3. They're more inhibited
That emotional wiring also may explain why righties tend to charge ahead, while lefties "tend to dither," according to behavioral psychologist Lynn Wright, as quoted in NewScientist. A study performed by Wright at Abertay University in Scotland found that lefties were more restrained and more worried about making mistakes.
4. They associate "left" with good
Most people tend to have positive associations with the concept of "right" and bad associations with "left." Lefties are the opposite. In a recent study, Stanford researcher Daniel Casasanto asked participants to draw a zebra in a box that best represented good things, while depicting a panda in a box that would befit the bad. Right-handed people tended to position the zebra on the right side of a box, while lefties put it on the left. That shows that left-handed people "implicitly" believe "good stuff is on the left and bad stuff is on the right," Casasanto says, as quoted by the Stanford Report, despite so many signals from language and culture "telling them the exact opposite."

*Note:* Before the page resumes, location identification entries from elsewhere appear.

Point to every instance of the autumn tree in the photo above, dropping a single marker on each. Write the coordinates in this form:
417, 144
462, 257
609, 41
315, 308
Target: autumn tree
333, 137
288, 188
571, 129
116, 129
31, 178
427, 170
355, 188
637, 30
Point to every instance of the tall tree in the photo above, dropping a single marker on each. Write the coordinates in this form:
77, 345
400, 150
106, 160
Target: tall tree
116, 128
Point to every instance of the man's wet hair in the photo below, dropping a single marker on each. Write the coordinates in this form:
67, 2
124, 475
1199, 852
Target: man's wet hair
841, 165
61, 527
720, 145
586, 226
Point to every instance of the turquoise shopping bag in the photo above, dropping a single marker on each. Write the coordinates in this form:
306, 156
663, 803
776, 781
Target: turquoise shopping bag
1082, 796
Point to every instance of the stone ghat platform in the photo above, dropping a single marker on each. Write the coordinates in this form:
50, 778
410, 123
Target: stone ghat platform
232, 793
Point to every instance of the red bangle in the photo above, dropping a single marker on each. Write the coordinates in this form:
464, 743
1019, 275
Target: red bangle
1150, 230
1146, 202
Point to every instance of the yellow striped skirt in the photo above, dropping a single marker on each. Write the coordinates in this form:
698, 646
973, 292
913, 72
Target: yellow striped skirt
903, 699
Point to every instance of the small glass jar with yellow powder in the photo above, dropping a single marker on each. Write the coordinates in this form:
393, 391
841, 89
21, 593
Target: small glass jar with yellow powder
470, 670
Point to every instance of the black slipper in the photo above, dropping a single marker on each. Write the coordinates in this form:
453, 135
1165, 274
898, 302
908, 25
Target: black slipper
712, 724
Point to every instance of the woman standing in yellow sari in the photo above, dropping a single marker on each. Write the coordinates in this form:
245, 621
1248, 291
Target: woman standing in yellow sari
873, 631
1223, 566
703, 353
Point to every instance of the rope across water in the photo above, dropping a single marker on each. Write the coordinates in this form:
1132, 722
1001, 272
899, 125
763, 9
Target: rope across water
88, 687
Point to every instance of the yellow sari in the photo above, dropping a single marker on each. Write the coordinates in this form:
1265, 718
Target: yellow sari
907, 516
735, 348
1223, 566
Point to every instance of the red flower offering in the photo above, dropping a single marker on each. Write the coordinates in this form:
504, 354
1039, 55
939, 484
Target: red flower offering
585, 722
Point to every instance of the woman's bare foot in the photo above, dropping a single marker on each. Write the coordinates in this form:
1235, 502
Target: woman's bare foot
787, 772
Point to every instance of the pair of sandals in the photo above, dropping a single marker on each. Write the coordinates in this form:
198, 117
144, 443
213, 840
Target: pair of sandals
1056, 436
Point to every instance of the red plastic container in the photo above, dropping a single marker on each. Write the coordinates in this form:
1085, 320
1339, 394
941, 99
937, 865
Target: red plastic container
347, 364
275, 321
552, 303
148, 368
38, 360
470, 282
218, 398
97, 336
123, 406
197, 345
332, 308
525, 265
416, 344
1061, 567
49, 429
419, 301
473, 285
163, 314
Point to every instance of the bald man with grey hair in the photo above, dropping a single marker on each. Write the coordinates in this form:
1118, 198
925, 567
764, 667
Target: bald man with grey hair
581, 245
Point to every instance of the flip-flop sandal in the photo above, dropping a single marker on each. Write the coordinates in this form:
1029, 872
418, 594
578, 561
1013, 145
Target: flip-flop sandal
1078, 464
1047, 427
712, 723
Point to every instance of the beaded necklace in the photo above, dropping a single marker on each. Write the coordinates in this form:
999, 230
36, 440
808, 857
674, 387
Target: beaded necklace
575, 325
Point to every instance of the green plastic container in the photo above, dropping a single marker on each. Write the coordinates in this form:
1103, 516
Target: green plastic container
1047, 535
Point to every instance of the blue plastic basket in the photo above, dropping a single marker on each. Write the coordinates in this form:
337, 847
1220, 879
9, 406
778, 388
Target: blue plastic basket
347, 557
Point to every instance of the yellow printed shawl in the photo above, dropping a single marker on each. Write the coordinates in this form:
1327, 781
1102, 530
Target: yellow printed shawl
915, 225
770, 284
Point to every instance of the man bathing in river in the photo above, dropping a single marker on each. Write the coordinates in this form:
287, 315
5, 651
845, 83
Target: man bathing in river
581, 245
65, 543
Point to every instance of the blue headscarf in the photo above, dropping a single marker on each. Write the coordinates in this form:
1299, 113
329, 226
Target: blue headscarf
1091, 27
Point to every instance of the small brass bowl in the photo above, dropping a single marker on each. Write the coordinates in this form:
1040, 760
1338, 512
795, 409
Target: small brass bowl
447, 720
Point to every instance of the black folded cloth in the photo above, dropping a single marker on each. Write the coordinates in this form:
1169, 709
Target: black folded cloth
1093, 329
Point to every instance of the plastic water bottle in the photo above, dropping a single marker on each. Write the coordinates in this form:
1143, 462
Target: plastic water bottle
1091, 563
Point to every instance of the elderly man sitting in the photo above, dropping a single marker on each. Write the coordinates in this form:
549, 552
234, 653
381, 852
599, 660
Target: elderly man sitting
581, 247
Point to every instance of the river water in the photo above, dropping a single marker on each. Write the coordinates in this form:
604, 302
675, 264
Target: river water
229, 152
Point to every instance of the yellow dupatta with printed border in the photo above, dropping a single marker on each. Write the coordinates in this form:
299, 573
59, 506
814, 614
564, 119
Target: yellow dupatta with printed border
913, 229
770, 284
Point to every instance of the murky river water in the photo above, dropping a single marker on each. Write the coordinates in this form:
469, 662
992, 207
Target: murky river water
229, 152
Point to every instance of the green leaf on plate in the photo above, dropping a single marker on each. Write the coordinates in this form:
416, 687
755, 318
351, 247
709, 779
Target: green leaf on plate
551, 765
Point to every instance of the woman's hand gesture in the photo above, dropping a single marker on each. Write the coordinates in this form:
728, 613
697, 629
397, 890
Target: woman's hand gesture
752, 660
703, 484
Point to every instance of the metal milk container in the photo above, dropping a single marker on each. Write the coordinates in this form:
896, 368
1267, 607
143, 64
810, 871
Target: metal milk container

5. They may have an advantage in politics
Casasanto's conclusions could actually favor left-handed politicians, at least in televised events like debates, says Jocelyn Rousey in Mediaite. Casasanto found that politicians tend to accompany statements they see as positive by gesturing with their dominant hands. When a rightie uses his dominant hand to give a thumbs-up, television viewers — who see the image flipped — see him gesture on the left side of their screen. The left-handed, meanwhile, "appear to be putting things in a much more positive light for the 90 percent of viewers who are right-handed."